AviTil · March 5, 2024, 6:13am

QIIME2 does not currently allow demultiplexing of dual index paired-end reads (4 files - I1, I2, R1, R2). Looking at previous post histories, I can see that the workaround is to use QIIME1's expact_barcodes.py script or cutadapt. After trying and failing to get QIIME1 with its outdated Python2 dependencies installed, I am considering cutadapt, which I have no issues installing and getting to work. Now I need help with making sure I am using cutadapt correctly. The I1 and I2 files are index reads of the sequences, and are in FASTQ format (unzipped from fastq.gz). cutadapt requires 2 barcode files and the 2 read files as input, but however, the barcodes are expected to be in a FASTA format. Here is where my query is, is this FASTA just the I1 & I2 FASTQ files without quality scores (i.e, should I convert FASTQ to FASTA)? Or are these FASTA barcodes a user-generated map between exact barcodes (with no "N' bases) and the sample names?

AviTil · March 5, 2024, 7:01am

Okay, I've got this working using QIIME1.8 now, but using a narrow range of version dependencies.

For anyone else in the future. cutadapt can only be used if your reads also contain the barcodes at the start of the ends of the reads.
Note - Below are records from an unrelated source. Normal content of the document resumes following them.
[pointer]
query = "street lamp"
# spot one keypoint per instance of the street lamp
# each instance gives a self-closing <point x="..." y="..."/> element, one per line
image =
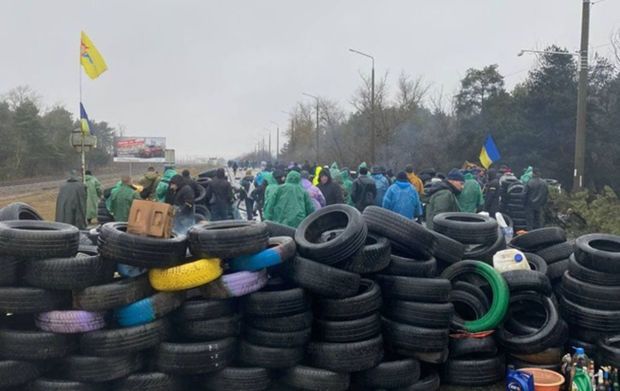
<point x="277" y="139"/>
<point x="317" y="123"/>
<point x="522" y="52"/>
<point x="372" y="103"/>
<point x="582" y="95"/>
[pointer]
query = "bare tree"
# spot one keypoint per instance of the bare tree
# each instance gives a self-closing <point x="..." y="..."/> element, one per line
<point x="411" y="92"/>
<point x="19" y="95"/>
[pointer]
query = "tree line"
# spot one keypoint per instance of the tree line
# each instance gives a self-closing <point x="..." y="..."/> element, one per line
<point x="36" y="142"/>
<point x="532" y="124"/>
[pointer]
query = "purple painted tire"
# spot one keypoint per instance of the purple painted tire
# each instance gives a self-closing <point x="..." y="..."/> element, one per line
<point x="70" y="322"/>
<point x="235" y="285"/>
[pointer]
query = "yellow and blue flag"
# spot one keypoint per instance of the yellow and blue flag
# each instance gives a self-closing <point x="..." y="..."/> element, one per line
<point x="90" y="58"/>
<point x="84" y="121"/>
<point x="489" y="152"/>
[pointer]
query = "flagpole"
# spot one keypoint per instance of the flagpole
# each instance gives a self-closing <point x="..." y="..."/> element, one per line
<point x="83" y="154"/>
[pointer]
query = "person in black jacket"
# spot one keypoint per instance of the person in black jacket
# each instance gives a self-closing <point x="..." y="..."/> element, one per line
<point x="492" y="191"/>
<point x="181" y="195"/>
<point x="364" y="190"/>
<point x="536" y="194"/>
<point x="220" y="197"/>
<point x="332" y="191"/>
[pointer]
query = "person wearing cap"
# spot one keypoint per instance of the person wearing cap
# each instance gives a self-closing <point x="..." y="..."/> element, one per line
<point x="332" y="191"/>
<point x="121" y="198"/>
<point x="381" y="183"/>
<point x="71" y="202"/>
<point x="443" y="198"/>
<point x="536" y="195"/>
<point x="403" y="198"/>
<point x="149" y="183"/>
<point x="364" y="190"/>
<point x="471" y="199"/>
<point x="316" y="196"/>
<point x="414" y="180"/>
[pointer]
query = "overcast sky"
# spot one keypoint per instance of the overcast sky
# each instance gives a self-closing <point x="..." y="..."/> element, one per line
<point x="210" y="76"/>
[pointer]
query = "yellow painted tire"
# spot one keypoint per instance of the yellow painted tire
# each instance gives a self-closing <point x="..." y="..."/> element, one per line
<point x="186" y="276"/>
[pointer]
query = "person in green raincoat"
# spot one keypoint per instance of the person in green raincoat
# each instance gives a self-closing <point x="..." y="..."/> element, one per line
<point x="94" y="192"/>
<point x="71" y="202"/>
<point x="121" y="198"/>
<point x="527" y="175"/>
<point x="471" y="199"/>
<point x="162" y="186"/>
<point x="347" y="185"/>
<point x="290" y="203"/>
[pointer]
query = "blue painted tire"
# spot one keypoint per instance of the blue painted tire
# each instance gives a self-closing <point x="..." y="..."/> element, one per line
<point x="280" y="250"/>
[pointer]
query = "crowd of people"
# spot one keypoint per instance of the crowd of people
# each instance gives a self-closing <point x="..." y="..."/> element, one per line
<point x="288" y="194"/>
<point x="418" y="197"/>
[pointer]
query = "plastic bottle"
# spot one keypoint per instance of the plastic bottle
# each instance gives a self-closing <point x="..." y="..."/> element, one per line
<point x="581" y="380"/>
<point x="510" y="259"/>
<point x="519" y="381"/>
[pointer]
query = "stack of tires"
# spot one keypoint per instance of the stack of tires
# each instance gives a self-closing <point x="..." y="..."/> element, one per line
<point x="473" y="357"/>
<point x="513" y="204"/>
<point x="335" y="249"/>
<point x="479" y="234"/>
<point x="589" y="292"/>
<point x="533" y="334"/>
<point x="551" y="245"/>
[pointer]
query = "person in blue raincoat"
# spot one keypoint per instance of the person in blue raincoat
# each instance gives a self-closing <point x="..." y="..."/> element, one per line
<point x="402" y="198"/>
<point x="381" y="184"/>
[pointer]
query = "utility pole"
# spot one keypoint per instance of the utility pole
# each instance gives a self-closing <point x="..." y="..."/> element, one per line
<point x="372" y="104"/>
<point x="317" y="125"/>
<point x="582" y="95"/>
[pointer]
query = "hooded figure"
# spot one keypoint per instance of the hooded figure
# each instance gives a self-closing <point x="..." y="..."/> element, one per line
<point x="381" y="183"/>
<point x="220" y="197"/>
<point x="402" y="198"/>
<point x="331" y="190"/>
<point x="527" y="175"/>
<point x="162" y="187"/>
<point x="71" y="202"/>
<point x="149" y="183"/>
<point x="121" y="198"/>
<point x="363" y="191"/>
<point x="470" y="199"/>
<point x="94" y="192"/>
<point x="290" y="203"/>
<point x="317" y="198"/>
<point x="443" y="197"/>
<point x="347" y="185"/>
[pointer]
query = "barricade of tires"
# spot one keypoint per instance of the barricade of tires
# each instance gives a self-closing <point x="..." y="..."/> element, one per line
<point x="589" y="295"/>
<point x="346" y="301"/>
<point x="513" y="203"/>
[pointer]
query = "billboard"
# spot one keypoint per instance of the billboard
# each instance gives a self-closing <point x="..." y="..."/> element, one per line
<point x="140" y="149"/>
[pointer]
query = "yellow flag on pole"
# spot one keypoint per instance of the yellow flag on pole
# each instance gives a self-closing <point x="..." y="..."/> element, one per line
<point x="90" y="58"/>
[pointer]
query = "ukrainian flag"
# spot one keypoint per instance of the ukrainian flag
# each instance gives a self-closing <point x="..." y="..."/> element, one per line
<point x="84" y="122"/>
<point x="489" y="152"/>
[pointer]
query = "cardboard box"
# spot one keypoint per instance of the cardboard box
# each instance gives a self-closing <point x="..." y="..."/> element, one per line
<point x="148" y="218"/>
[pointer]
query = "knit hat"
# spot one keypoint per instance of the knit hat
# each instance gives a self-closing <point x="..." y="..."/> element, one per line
<point x="456" y="175"/>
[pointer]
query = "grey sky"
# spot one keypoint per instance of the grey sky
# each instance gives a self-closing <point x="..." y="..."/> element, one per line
<point x="211" y="76"/>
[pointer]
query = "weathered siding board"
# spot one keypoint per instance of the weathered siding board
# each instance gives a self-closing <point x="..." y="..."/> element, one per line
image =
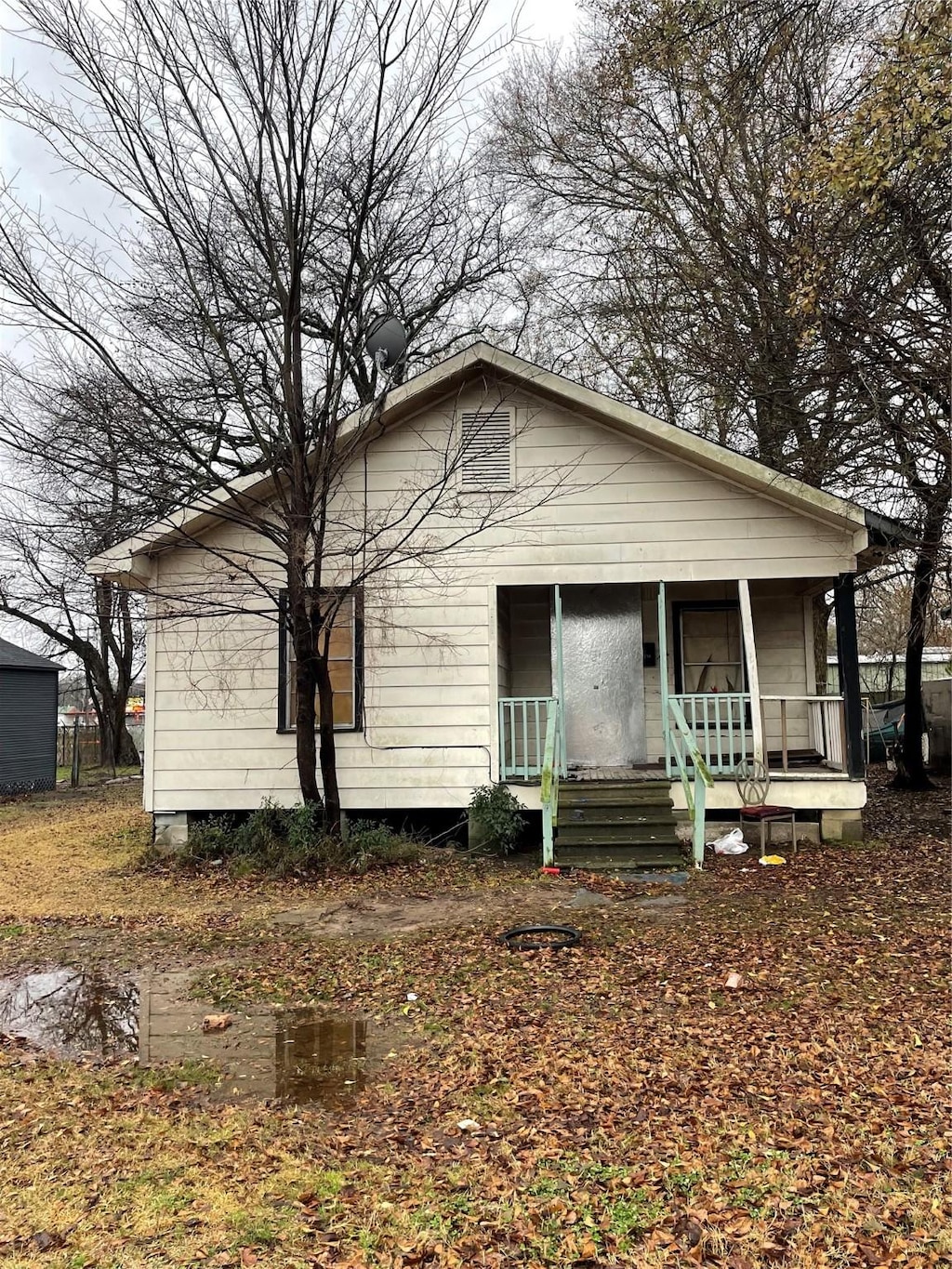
<point x="437" y="656"/>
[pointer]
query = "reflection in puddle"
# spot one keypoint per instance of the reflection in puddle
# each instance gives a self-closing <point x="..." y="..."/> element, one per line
<point x="70" y="1011"/>
<point x="296" y="1054"/>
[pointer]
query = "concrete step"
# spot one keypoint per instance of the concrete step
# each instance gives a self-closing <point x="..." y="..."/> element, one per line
<point x="614" y="797"/>
<point x="621" y="815"/>
<point x="598" y="858"/>
<point x="596" y="837"/>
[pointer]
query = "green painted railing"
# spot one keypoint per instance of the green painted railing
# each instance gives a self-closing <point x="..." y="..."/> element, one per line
<point x="551" y="765"/>
<point x="523" y="726"/>
<point x="721" y="727"/>
<point x="691" y="763"/>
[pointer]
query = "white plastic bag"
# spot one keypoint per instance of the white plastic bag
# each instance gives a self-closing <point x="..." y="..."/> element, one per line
<point x="730" y="844"/>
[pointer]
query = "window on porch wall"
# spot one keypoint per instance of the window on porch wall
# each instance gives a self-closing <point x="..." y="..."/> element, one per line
<point x="711" y="650"/>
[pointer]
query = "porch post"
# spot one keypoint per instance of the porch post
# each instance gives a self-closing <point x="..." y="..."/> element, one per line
<point x="848" y="664"/>
<point x="559" y="688"/>
<point x="747" y="626"/>
<point x="663" y="673"/>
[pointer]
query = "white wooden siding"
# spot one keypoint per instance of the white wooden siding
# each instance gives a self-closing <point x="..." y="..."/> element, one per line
<point x="433" y="664"/>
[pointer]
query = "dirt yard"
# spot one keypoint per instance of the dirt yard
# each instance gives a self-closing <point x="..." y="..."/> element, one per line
<point x="747" y="1070"/>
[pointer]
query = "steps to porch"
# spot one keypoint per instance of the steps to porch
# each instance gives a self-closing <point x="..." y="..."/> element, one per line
<point x="617" y="824"/>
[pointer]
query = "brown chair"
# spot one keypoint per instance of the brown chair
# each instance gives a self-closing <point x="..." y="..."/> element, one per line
<point x="753" y="783"/>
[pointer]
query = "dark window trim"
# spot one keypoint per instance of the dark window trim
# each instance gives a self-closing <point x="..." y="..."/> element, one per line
<point x="285" y="727"/>
<point x="697" y="605"/>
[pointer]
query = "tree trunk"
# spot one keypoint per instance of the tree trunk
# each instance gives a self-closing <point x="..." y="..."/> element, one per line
<point x="306" y="723"/>
<point x="910" y="767"/>
<point x="329" y="757"/>
<point x="301" y="633"/>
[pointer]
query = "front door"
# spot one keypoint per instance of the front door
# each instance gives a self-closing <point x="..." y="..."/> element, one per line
<point x="602" y="675"/>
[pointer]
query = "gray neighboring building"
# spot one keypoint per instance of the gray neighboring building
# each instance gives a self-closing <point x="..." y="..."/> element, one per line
<point x="28" y="707"/>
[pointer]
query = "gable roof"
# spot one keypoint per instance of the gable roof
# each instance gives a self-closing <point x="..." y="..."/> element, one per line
<point x="13" y="657"/>
<point x="435" y="383"/>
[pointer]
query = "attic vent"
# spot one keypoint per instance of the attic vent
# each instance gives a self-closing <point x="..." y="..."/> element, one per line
<point x="486" y="457"/>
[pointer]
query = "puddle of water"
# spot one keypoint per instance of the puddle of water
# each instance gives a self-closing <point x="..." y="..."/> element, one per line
<point x="298" y="1056"/>
<point x="72" y="1012"/>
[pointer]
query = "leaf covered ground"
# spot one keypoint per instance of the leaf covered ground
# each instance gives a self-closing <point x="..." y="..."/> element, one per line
<point x="619" y="1104"/>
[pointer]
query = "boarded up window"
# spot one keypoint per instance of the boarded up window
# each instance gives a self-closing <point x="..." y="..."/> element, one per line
<point x="486" y="449"/>
<point x="341" y="663"/>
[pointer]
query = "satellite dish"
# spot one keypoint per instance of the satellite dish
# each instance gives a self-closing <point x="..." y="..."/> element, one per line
<point x="386" y="341"/>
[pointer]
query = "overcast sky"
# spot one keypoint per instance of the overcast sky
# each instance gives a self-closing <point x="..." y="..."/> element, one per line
<point x="40" y="179"/>
<point x="35" y="170"/>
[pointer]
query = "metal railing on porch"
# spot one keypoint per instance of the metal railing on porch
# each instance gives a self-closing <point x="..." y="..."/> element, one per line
<point x="720" y="722"/>
<point x="824" y="719"/>
<point x="523" y="726"/>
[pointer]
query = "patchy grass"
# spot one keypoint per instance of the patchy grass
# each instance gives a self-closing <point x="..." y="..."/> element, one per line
<point x="625" y="1106"/>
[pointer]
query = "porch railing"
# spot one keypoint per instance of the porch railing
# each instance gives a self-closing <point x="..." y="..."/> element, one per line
<point x="691" y="764"/>
<point x="720" y="725"/>
<point x="523" y="725"/>
<point x="824" y="720"/>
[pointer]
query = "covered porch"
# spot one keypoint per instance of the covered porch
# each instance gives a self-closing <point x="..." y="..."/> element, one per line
<point x="680" y="681"/>
<point x="628" y="669"/>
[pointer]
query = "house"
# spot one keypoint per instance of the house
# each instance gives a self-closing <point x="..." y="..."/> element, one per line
<point x="882" y="675"/>
<point x="28" y="703"/>
<point x="612" y="650"/>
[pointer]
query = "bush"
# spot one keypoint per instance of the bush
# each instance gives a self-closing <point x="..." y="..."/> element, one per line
<point x="284" y="841"/>
<point x="499" y="816"/>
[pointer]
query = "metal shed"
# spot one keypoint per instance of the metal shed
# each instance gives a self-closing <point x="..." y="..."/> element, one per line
<point x="28" y="702"/>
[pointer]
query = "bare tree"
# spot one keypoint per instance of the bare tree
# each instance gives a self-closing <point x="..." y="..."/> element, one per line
<point x="875" y="180"/>
<point x="73" y="497"/>
<point x="289" y="169"/>
<point x="657" y="149"/>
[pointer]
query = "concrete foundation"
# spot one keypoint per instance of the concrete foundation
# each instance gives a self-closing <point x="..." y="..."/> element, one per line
<point x="841" y="825"/>
<point x="169" y="830"/>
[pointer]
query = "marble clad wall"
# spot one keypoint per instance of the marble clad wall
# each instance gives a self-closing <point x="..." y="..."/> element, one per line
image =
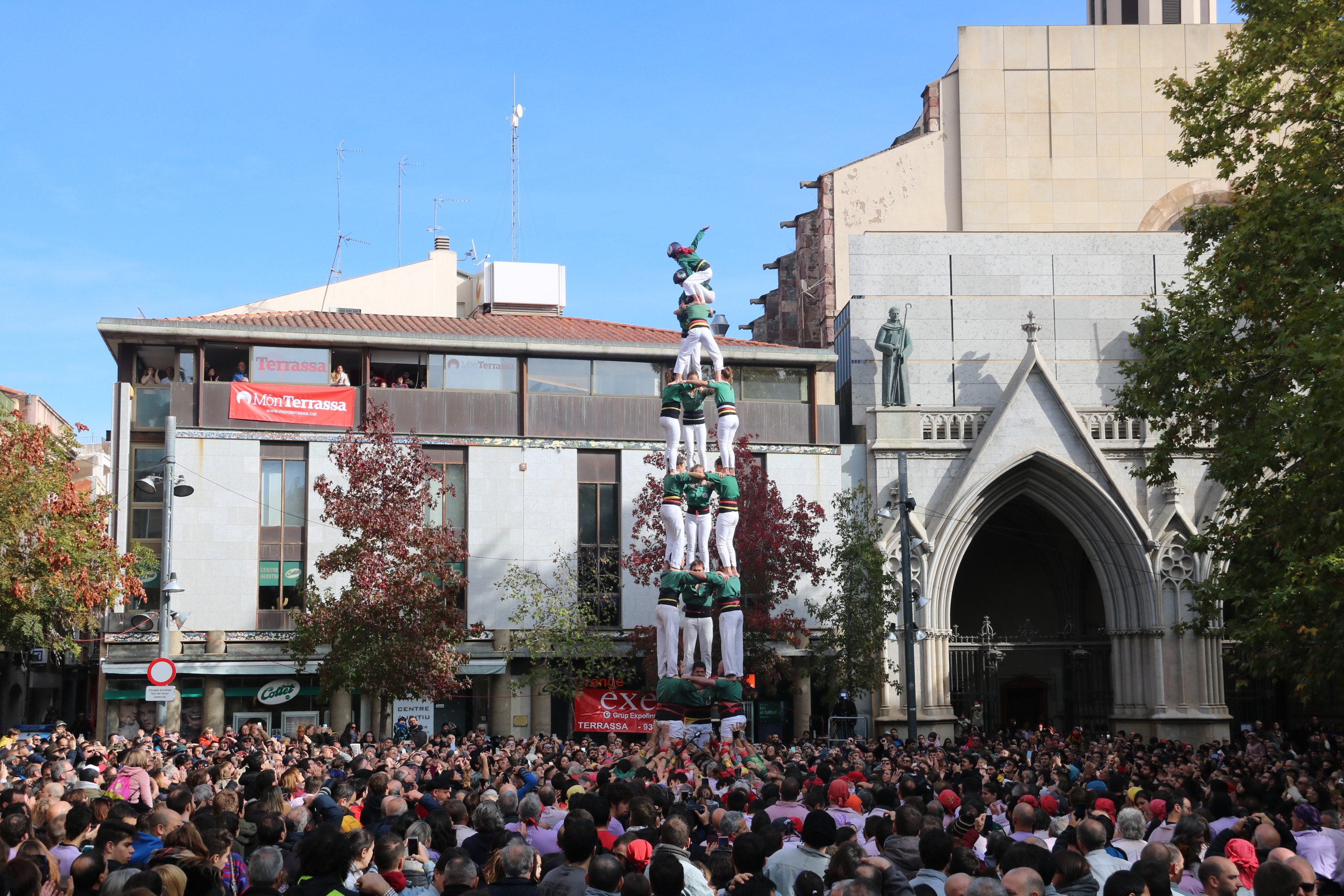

In mycase, the index reads were not included as a part of the actual sequence reads, which means cutadapt could not be used. Hence, I had to brute force my way through installing the QIIME1.8 dependencies manually.

Nicholas_Bokulich · March 5, 2024, 7:07am

Hi @AviTil ,
Thanks for sharing and for managing to install QIIME 1.8! That deserves a trophy, I did not think that it was even possible any more!

That's correct, cutadapt only supports demultiplexing dual-indexed reads when the barcodes are in the reads. AND q2-cutadapt does as well. This is possible with the qiime cutadapt demux-paired action, just in case anyone reading this thread is interested.

But What you have, @AviTil , is basically EMP format but with dual-indexed reads (an uncommon format I think). One possibility might also be to concatenate the barcodes (using a custom script) and then passing this concatenated barcode to qiime demux emp-paired. Sounds like you have this working now with QIIME 1, but just in case you wanted a possible solution with QIIME 2, or an idea others reading this topic in the future.

AviTil · March 5, 2024, 7:33am

Hi Nicholas,

Thanks for your reply. I did come across other threads here explicitly talking about manual concatenation of the barcodes. But I was reluctant to do so. In my inexperienced eyes, it was just another source of error. I was concerned about a couple of things

Each sequence identifier in the reads also contain a Y/N value which reflects if it has passed a "filter" step during the BCL to FASTQ conversion. I had no idea if this mattered, and how it was calculated. I didnt know how i would define my identifier be if i were to concatenate a I1 that passed and I2 that didnt.
i did not know how i would deal with if a certain spot had an I1, R1 and R2 But lacked an I2 for some reason (insufficient cluster density or some sequencing error).
How to deal with Ns in Index reads?

Im pretty much a novice here, and I am trying to tread carefully keeping reproducability of my data in mind, and so wanted to use something that i could just repeat rather than use a custom script.

If you could provide some pointers and lay these questions to rest, id be grateful, since i would now be comfortable with using a custom script.

Nicholas_Bokulich · March 7, 2024, 6:19am

Hi @AviTil ,

If one read or index passes and the pair does not, you should discard both.

These should probably also be discarded, as otherwise how can you be sure that you are mapping to the correct barcode?

Good luck!